Eks Mensos Juliari Dituntut 11 Tahun Penjara, Eks Direktur KPK: Korupsi Covid-19 Ini Bisa Dituntut Hukuman Mati

0

Eks Mensos Juliari Dituntut 11 Tahun Penjara, Eks Direktur KPK: Korupsi Covid-19 Ini Bisa Dituntut Hukuman MatiGaekon.com – Jaksa Komisi Pemberantasan Korupsi menuntut Eks Menteri Sosial, Juliari Batubara 11 tahun penjara dalam kasus korupsi bantuan sosial Covid-19.

Seperti yang dilansir GAEKON dari Tempo, selain tuntutan bui, Juliari Batubara juga diwajibkan membayar dendar Rp 500 juta subsider 6 bulan kurungan.

“Menyatakan terdakwa terbukti secara sah dan meyakinkan bersalah,” kata jaksa KPK, Ihsan Fernandi membacakan berkas tuntutan dalam sidang di Pengadilan Tindak Pidana Korupsi Jakarta, Rabu (28/7).

Hak Politik Juliari Dicabut 4 Tahun

Selain pidana pokok, Juliari juga dihukum membayar uang pengganti sebanyak Rp 14,5 miliar dan pencabutan hak politik selama 4 tahun setelah menjalani hukuman penjara.

Tuntutan yang telah dibacakan oleh Jaksa itu bertolak belakang dengan pendapat Eks Direktur Komisi Pemberantasan Korupsi, Soedjanarko.

Menurut Soedjanarko besarnya tuntutan tak sesuai dengan klaim yang pernah disampaikan Ketua KPK Firli Bahuri sebelumnya.

“Dasar besarnya tuntutan ini tidak sesuai dengan yang disampaikan Firli bahwa korupsi Covid-19 ini bisa dituntut hukuman mati,” kata Soedjanarko.

Sebelumnya, Firli memang pernah mengancam akan menindak tegas pelaku korupsi anggaran penanganan bencana Covid-19 dengan tuntutan hukuman mati. Firli mengatakan bahwa keselamatan masyarakat merupakan hukum tertinggi.

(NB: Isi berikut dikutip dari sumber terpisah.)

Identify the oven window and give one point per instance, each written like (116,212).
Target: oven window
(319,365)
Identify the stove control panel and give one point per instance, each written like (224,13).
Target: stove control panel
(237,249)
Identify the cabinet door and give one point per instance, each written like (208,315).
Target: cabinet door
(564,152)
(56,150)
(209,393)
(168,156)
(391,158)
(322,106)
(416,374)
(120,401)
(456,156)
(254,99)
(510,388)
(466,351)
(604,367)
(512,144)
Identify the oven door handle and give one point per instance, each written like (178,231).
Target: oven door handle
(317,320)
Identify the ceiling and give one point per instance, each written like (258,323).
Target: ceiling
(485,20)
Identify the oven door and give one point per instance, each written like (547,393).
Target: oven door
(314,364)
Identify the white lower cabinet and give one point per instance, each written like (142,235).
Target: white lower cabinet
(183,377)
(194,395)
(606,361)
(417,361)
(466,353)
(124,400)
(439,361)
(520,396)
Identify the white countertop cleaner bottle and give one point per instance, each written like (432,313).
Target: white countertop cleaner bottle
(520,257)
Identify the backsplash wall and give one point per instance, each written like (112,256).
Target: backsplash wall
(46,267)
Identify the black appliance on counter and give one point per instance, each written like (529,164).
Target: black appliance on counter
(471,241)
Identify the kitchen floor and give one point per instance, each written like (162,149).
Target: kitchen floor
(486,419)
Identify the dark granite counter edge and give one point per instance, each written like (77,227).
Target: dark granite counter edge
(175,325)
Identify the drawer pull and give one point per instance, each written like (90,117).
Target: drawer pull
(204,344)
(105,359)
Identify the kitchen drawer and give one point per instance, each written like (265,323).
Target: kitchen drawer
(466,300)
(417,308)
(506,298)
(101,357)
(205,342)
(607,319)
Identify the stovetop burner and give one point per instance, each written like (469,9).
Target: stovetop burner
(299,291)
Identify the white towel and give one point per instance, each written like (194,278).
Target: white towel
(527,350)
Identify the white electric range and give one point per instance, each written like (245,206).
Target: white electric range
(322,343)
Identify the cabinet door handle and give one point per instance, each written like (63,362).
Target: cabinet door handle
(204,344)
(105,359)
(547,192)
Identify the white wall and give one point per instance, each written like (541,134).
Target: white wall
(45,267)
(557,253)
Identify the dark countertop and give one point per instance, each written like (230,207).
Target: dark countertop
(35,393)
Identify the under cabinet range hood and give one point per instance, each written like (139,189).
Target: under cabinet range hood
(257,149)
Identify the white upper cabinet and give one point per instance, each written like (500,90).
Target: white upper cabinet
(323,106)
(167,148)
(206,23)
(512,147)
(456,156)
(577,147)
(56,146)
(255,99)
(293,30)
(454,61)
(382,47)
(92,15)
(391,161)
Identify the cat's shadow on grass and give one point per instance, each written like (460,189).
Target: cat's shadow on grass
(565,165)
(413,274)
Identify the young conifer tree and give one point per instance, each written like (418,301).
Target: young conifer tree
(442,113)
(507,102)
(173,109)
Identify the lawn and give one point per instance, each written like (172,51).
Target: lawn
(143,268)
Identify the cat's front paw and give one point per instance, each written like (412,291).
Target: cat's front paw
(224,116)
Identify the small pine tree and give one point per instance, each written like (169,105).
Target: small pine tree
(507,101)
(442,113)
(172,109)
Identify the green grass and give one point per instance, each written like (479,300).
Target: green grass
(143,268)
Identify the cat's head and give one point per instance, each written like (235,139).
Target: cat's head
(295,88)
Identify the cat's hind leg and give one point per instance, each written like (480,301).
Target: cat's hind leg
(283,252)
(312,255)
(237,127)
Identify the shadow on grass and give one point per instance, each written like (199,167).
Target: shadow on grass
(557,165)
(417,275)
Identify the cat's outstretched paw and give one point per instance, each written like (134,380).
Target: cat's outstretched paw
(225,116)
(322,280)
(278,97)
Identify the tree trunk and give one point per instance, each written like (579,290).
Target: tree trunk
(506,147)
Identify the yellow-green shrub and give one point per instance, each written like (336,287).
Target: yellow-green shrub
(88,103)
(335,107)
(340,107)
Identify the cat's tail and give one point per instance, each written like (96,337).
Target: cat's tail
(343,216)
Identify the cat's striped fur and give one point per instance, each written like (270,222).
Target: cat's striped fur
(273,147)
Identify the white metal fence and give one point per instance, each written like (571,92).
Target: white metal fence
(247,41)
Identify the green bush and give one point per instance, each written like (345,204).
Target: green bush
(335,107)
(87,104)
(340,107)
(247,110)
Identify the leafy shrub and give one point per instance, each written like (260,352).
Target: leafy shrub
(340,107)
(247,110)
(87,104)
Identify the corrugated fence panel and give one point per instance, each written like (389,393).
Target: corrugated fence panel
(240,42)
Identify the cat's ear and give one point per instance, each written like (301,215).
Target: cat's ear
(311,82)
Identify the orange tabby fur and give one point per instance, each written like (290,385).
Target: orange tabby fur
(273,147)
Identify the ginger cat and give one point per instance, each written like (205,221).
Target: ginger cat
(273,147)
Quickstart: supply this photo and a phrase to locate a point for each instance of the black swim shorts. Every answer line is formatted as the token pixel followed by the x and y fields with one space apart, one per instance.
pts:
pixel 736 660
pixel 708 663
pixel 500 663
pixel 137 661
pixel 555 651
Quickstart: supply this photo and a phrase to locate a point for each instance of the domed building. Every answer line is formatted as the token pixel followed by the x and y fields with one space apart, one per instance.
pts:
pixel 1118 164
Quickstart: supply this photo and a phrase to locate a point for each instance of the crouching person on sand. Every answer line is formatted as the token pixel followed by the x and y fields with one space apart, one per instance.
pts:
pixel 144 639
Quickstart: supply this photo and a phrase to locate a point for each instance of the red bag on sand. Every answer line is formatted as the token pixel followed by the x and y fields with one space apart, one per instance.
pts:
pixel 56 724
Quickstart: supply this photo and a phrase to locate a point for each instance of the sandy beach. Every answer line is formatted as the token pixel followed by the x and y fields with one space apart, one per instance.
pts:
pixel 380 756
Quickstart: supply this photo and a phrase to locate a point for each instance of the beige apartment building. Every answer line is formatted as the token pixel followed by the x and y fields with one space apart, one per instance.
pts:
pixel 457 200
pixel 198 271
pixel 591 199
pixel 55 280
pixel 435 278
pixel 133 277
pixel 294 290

“Maka yang korupsi dalam suasana bencana, tidak ada pilihan dalam menegakkan hukum yaitu tuntutannya pidana mati,” ujar Firli saat rapat kerja dengan Komisi Hukum Dewan Perwakilan Rakyat pada Rabu, 29 April 2020.

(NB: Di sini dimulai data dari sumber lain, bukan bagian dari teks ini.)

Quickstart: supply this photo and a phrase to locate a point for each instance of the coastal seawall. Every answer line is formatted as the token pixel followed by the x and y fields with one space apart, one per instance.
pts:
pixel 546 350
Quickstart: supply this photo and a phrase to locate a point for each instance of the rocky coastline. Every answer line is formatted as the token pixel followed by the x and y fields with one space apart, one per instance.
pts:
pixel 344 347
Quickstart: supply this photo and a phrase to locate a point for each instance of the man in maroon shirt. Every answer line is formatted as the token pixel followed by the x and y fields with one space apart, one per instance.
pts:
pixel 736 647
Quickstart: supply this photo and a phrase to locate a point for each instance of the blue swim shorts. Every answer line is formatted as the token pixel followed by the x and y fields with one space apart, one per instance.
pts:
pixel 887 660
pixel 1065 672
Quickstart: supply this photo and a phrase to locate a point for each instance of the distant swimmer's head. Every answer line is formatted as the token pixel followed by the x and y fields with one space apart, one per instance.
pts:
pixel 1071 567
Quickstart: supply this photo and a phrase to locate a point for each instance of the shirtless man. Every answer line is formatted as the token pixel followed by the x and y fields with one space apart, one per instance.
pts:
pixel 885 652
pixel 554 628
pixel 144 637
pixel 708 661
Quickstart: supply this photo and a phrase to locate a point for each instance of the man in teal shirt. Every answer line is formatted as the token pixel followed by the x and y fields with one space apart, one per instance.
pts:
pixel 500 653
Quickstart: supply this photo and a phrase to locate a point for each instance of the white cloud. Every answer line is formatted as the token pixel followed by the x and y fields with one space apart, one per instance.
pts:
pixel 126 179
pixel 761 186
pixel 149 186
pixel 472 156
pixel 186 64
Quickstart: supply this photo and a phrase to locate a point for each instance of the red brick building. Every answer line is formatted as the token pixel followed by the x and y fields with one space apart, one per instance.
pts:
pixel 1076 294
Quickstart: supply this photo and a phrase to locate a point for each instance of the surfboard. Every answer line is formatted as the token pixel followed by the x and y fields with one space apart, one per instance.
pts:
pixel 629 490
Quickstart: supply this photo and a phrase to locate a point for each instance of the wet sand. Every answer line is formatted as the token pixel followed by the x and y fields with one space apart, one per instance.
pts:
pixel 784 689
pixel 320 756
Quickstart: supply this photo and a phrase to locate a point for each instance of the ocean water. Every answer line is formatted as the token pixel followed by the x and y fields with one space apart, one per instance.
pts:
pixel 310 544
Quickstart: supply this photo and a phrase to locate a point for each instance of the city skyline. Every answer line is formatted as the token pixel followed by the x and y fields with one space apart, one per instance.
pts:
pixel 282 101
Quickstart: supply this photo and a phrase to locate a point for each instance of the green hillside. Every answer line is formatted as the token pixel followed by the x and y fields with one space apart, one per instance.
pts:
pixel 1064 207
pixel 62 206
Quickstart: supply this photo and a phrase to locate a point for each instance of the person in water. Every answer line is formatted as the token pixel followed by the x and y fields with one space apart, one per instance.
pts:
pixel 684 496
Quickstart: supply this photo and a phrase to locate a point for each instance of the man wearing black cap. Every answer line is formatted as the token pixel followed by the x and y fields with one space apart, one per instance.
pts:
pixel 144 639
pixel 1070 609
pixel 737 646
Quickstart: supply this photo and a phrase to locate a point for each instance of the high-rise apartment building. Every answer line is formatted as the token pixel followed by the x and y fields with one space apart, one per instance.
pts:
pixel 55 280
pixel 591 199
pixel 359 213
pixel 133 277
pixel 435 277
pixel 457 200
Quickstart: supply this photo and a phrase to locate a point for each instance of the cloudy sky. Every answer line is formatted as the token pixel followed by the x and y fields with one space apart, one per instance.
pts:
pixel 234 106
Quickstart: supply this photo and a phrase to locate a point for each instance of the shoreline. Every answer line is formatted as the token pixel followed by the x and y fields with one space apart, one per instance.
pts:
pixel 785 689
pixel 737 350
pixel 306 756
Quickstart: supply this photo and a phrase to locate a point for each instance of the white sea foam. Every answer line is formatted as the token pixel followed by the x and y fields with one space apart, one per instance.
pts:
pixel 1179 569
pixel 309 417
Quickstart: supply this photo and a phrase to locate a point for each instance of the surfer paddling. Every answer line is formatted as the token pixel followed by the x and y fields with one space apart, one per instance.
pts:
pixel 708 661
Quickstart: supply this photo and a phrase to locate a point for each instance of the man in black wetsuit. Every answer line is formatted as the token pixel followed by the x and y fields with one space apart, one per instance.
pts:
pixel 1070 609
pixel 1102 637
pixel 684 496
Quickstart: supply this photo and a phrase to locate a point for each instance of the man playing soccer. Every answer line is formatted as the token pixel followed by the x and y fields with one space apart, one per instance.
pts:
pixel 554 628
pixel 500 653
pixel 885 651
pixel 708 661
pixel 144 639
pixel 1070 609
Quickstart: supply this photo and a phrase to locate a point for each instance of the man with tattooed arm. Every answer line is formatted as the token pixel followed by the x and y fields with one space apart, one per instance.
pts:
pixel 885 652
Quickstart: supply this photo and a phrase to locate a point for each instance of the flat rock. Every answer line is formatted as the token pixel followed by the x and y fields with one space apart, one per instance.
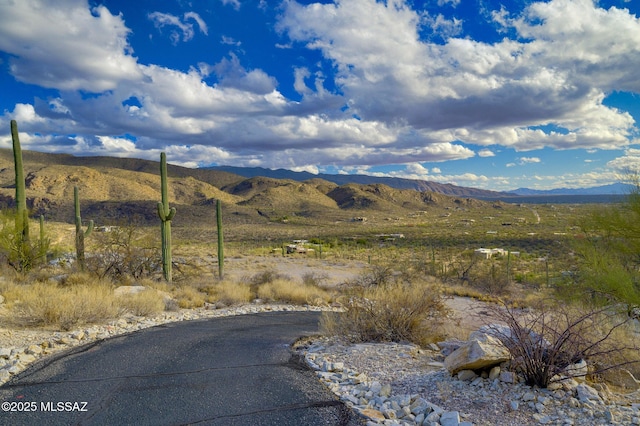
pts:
pixel 482 352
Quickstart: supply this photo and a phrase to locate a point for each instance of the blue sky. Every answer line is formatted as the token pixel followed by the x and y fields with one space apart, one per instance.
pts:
pixel 480 93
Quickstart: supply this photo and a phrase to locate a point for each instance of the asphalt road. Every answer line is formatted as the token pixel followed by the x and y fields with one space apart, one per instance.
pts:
pixel 224 371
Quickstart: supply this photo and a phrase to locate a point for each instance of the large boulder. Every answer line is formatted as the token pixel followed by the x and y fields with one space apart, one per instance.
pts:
pixel 622 379
pixel 479 352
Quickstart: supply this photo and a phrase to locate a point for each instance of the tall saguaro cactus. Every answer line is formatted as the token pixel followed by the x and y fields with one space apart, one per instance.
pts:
pixel 22 219
pixel 166 214
pixel 23 259
pixel 220 239
pixel 80 233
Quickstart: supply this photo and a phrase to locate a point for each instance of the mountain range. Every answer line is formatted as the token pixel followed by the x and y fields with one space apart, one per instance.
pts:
pixel 422 185
pixel 119 189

Soedjanarko mengatakan KPK pada periode lalu pun pernah menuntut 20 tahun penjara dan seumur hidup terhadap terdakwa korupsi.

Mereka adalah hakim Pengadilan Negeri Jakarta Pusat Syarifuddin Umar pada 2012. Sedangkan yang dituntut seumur hidup yakni mantan Ketua Mahkamah Konstitusi Akil Mochtar pada 2014.

Soedjanarko mengaku khawatir vonis terhadap Juliari Batubara tak sebanding dengan tingkat kejahatannya. Soedjanarko mengatakan komisi antirasuah mesti segera menetapkan pihak-pihak terkait itu sebagai tersangka.

“KPK tak boleh ragu-ragu terkait penanganan kasus bansos ini karena telah banyak menyusahkan masyarakat,” kata dia.